Home > Other > Song of the Eight Winds - An Epic Tale of Medieval Spain > Page 41
Song of the Eight Winds - An Epic Tale of Medieval Spain Page 41

by Peter Kerr


  Nedi was now standing at the cave’s entrance, his impatient yelps urging Pedrito on. Heart pounding, sweat stinging his eyes, his every breath a rasping gulp, Pedrito finally staggered headlong into the cave, half dreading what he might see there, half fearful that the cave would be deserted. Yet, even before his eyes had become accustomed to the gloom, he discerned the sound of sobbing – hardly the most alleviating of sounds, but allaying the worst of his fears, nonetheless.

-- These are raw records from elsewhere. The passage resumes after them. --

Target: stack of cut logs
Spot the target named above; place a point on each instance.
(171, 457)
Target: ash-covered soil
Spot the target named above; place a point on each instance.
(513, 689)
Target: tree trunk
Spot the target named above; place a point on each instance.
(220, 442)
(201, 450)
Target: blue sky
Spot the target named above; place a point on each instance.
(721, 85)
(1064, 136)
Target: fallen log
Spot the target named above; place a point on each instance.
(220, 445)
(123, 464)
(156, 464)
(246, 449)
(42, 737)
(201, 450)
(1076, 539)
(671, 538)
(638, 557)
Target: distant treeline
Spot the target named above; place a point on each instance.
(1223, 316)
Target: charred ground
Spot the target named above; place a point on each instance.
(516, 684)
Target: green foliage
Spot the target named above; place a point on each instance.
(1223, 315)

  ‘Oh, Pedrito, thank heavens you’ve come. I just didn’t know what to do.’ It was Saleema’s voice. She was clearly upset, but alive, and that was the most important thing.

  Peering into the darkness, Pedrito could see that she was kneeling by the fire, which amounted to nothing now but a heap of dying embers. She was crouched over one of the crude mattresses that she’d helped cobble together when first faced with making the cave some sort of home.

  ‘It’s Farah,’ she wept. ‘I’ve been keeping her as warm as I could, but I ran out of firewood and – and I couldn’t – I mean, I didn’t want to leave her in case…’ She paused to pull herself together, then went on to tell Pedrito that his mother had started coughing up blood during the night, and her condition had deteriorated so much by dawn that Saleema was convinced she was dying.

  ‘I didn’t know what to do,’ she whimpered. ‘All I could think of was to tell Nedi to go and fetch you. But as much as I wanted to believe that he’d understood, I honestly didn’t hold out much hope.’ She then reached out and gave Nedi a hug, showering him with praise, as well as tears.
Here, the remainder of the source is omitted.